Filmkritik: „From Paris with Love”
James Reese ist der persönliche Assistent des US-Botschafters in Paris – scheinbar zumindest. Denn in Wahrheit verbirgt sich hinter dem kultivierten Brillenträger ein kultivierter Geheimagent. Für die großen Aufträge reicht es bislang noch nicht, doch das ändert sich schlagartig, als Reese mit Charlie Wax zusammenarbeiten soll, einem CIA-Veteran, der schon alles gesehen und aus jeder Waffe geschossen hat. An seiner Seite wird Reese von einer wüsten Schießerei in die nächste gezerrt, ohne überhaupt eine Ahnung zu haben, was eigentlich der Sinn hinter Wax‘ Orgie aus Ballern und Blut ist…

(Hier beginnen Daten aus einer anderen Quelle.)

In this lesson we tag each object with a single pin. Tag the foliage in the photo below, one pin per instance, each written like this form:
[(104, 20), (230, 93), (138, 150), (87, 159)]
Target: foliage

„From Paris with Love“ ist eine rasante und brutale Tour durch die Stadt der Liebe. John Travolta schießt und kämpft sich durch Unmengen gesichtsloser Gegner und beherrscht die harten und rasanten Actionszenen. Jonathan Rhys Meyers ist als James Reese unerwartet gut, auch, wenn er nicht das Talent besitzt wie John Travolta, der in seiner Rolle als verrückten „Bad guy“ wieder großartig ist. Der Film wird zwar wahrscheinlich keine besonderen Preise abstauben, hat aber seinen gewissen Charme. Die Story, sofern hier überhaupt angedeutet wird, dass eine vorhanden ist, ist so bekloppt, dass es alles und jeden zum Klischee macht, was nicht zwingend schlecht ist. Lediglich dem Ende fehlt es ziemlich deutlich an Ironie und der Mangel an Einfallsreichtum macht sich in den letzten Minuten dann doch unangenehm bemerkbar.